Improving young children’s attitudes towards cultural diversity
Sectarian attitudes are a long-established feature of the divided communities in Northern Ireland. Professor Paul Connolly and colleagues at Queen’s University Belfast set out to discover at what age children first pick up such negative attitudes and what can be done about it.They undertook innovative baseline research, including a survey of 350 children aged 3-6 selected randomly from across the region, as well as in-depth qualitative case studies of young children’s social worlds.
The researchers found that children as young as three years old held sectarian attitudes, but that the situation was not hopeless and that early education programmes had the potential to make a positive difference.
Working in partnership with Early Years – the organisation for young children in Northern Ireland and the US-based Peace Initiatives Institute, a major new programme was developed and piloted for 3-4 year olds called the Media Initiative for Children: Respecting Difference Programme. Using robust evaluation methods, the research team were able to demonstrate that it had a positive and measurable impact on young children’s attitudes and awareness.

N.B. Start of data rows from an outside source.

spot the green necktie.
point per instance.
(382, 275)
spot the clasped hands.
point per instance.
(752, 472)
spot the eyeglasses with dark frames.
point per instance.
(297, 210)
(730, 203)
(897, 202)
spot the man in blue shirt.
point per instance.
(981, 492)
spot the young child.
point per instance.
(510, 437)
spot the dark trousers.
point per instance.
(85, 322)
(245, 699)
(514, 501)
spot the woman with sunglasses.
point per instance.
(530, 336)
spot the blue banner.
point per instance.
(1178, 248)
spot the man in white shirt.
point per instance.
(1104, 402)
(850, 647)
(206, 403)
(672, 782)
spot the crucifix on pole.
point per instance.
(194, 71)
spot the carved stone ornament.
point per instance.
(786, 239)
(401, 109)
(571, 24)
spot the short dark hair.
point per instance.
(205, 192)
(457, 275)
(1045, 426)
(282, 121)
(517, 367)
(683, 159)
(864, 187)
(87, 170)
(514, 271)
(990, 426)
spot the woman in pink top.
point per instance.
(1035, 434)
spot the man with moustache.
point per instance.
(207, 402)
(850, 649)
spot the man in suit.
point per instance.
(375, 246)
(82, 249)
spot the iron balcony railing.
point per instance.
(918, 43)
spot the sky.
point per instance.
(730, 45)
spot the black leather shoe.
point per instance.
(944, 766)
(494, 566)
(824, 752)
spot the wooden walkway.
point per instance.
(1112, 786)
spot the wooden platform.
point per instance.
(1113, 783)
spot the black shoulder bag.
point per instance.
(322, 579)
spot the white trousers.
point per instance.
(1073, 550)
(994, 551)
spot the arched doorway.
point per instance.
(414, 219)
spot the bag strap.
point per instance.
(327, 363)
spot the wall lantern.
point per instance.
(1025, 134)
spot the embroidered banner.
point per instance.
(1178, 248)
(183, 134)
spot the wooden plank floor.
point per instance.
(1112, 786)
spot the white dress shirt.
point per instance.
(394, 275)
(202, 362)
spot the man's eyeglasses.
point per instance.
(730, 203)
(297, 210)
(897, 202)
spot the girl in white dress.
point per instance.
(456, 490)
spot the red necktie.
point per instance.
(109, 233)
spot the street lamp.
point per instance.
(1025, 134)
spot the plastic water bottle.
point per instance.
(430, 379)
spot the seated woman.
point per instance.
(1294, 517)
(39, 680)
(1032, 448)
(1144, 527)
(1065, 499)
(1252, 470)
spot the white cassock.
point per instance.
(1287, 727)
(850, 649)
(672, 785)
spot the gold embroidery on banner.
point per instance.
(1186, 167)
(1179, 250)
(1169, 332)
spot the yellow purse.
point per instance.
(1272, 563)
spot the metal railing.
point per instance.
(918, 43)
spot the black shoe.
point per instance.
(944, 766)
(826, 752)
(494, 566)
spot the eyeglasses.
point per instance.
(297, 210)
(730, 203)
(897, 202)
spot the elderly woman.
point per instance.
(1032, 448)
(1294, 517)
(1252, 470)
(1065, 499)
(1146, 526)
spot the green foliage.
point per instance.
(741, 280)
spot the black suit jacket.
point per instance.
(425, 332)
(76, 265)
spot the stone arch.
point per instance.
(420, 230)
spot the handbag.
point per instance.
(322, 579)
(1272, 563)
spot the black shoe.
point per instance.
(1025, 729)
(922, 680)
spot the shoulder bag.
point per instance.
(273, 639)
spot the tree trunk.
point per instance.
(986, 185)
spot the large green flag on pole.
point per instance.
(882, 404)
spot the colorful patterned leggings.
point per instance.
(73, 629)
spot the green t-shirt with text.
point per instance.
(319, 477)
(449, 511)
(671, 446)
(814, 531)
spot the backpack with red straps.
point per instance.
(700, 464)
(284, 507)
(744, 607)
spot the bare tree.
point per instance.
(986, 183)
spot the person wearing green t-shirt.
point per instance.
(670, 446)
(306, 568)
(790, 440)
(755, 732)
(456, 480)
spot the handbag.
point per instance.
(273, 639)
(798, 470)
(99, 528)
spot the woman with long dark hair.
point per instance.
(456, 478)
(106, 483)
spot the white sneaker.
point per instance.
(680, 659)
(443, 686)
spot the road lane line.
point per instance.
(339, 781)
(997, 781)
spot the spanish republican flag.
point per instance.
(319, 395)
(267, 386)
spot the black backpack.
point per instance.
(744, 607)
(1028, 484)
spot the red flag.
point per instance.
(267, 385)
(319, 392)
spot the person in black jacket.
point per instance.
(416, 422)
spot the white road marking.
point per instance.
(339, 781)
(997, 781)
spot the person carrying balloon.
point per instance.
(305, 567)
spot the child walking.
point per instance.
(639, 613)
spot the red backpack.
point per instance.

Over the last 10 years, and with the evidence of these evaluations, the programme has been rolled out to all pre-school settings in Northern Ireland and many in the Republic of Ireland. The programme is also being expanded for 2-year olds and also older children in primary schools at Key Stage One. This body of research also helped attract funding and agreement with the BBC to produce two locally-made television series of Sesame Tree – the Northern Ireland version of the popular US children’s programme Sesame Street that is now broadcast across the UK on CBeebies.
More widely still, the team are now beginning to work with external partners to support the development of similar early education programmes in other conflict-affected societies, including Colombia, Serbia and Israel.